August 2014 Core Updates #2

Upgrades to CKEditor

We've made several upgrades to our CKEditor Inputfield in order to make it easier to customize, configure and add plugins. As you may know from a past edition of the Weekly, CKEditor is now a core module in ProcessWire.

We've made several additions this week to make it more customization and plugin friendly by adding support for a customizations directory /site/modules/InputfieldCKEditor/ – have a look at that link for the defaults, now included in the default site profile.

Here's what's in there by default:

  • plugins/
    Directory to place additional CKEditor plugins in.
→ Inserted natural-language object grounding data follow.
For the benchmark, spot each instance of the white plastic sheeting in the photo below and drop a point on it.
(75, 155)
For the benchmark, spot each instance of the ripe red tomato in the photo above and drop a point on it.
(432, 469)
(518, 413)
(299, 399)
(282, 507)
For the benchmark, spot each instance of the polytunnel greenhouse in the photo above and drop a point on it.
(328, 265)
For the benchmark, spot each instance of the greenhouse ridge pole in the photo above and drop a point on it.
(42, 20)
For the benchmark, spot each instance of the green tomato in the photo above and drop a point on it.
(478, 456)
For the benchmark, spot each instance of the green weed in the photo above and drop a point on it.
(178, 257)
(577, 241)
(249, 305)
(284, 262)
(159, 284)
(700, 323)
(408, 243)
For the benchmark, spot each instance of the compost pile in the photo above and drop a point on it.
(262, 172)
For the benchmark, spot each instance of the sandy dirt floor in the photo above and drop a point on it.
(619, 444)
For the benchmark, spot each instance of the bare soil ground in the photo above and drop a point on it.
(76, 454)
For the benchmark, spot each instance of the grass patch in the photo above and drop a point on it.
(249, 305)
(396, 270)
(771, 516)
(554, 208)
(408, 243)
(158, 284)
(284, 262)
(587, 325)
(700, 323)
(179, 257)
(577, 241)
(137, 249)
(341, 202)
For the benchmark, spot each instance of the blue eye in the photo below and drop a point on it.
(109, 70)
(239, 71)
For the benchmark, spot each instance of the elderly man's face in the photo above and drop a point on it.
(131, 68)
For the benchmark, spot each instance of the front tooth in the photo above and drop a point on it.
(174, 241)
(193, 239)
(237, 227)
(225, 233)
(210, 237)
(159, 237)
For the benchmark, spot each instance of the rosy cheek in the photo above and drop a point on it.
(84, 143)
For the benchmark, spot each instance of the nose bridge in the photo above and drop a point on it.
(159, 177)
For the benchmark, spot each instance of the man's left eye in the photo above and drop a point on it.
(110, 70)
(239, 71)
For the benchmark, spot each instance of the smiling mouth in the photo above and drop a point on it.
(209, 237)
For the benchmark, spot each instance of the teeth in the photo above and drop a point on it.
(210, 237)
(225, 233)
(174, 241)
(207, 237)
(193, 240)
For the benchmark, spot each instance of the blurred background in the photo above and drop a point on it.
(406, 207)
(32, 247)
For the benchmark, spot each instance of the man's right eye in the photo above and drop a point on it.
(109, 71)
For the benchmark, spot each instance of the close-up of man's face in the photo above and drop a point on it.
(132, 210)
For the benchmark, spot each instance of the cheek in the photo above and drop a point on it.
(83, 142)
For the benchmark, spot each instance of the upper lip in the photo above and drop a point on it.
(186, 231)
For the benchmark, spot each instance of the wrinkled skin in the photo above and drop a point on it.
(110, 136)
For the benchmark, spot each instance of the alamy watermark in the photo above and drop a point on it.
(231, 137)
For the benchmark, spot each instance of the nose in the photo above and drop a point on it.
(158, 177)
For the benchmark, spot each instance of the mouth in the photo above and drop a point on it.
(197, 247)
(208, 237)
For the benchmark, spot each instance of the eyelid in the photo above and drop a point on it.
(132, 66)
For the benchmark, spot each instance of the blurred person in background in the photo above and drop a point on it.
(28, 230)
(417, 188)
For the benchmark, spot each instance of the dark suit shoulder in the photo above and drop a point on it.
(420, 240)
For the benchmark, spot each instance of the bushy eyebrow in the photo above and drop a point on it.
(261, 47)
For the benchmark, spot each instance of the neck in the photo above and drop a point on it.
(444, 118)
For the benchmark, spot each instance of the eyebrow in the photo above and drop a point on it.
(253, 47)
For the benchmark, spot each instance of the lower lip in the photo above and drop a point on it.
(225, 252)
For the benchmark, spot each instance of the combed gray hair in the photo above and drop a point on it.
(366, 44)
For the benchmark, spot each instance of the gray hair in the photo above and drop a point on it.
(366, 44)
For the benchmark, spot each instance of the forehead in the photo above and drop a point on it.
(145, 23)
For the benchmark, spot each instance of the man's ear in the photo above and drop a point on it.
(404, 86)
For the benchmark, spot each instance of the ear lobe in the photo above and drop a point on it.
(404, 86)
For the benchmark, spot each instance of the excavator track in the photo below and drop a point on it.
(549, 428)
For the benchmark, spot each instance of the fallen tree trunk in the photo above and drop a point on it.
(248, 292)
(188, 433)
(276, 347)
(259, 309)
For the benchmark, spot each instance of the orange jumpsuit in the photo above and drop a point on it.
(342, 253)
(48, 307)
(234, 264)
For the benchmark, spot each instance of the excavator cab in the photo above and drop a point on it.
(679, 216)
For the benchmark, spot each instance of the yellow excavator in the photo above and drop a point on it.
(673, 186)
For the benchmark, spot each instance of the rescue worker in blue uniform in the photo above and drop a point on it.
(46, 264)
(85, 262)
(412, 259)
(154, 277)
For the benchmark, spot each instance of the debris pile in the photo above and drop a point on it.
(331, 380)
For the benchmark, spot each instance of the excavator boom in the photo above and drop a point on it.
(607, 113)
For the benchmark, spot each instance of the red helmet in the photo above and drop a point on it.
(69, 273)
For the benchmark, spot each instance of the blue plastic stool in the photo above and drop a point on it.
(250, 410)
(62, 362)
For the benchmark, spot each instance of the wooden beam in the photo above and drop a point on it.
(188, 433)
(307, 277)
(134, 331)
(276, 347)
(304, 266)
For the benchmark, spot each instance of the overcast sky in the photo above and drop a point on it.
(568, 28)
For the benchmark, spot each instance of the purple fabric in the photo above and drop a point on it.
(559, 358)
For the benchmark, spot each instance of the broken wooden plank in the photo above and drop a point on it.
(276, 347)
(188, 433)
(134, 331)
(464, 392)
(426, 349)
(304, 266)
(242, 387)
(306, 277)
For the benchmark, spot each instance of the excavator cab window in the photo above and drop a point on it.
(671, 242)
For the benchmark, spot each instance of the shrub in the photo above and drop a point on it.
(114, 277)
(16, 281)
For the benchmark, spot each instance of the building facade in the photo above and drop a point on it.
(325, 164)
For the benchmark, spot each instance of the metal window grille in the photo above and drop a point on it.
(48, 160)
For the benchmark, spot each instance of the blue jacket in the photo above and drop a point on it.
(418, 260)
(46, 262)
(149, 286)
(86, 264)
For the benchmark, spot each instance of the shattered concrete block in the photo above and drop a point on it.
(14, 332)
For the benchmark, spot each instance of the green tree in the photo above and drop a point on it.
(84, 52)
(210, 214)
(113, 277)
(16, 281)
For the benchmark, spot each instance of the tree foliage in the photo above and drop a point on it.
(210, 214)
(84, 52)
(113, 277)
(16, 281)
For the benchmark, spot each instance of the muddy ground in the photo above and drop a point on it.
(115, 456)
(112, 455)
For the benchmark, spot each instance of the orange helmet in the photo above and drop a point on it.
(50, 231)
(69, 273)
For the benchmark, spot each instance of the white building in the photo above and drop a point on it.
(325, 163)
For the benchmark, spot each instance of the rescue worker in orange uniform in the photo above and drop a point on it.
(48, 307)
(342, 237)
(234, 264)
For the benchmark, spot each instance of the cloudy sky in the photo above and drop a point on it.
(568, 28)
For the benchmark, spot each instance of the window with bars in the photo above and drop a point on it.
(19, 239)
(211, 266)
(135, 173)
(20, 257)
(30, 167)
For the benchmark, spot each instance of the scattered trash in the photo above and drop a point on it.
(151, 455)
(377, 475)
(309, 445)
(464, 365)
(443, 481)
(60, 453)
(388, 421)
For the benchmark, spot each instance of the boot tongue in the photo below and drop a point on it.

You can then activate them from your CKEditor field settings (see the short tutorial below).
  • contents.css
    Example CSS file for the admin editor. To make CKEditor use this file, go to your CKEditor field settings and specify /site/modules/InputfieldCKEditor/contents.css as the regular mode Contents CSS file.
  • contents-inline.css
    Same as contents.css but for the inline mode editor.
  • mystyles.js
    Optional configuration for the CKEditor Styles option. This enables you to set what appears in your "Styles" dropdown menu. To use this file, go to your CKEditor field settings and set the Custom Styles Set to be this label and file:
    mystyles:/site/modules/InputfieldCKEditor/mystyles.js
    Then enter "Styles" somewhere in your toolbar definition. Now you have selectable custom styles in your editor.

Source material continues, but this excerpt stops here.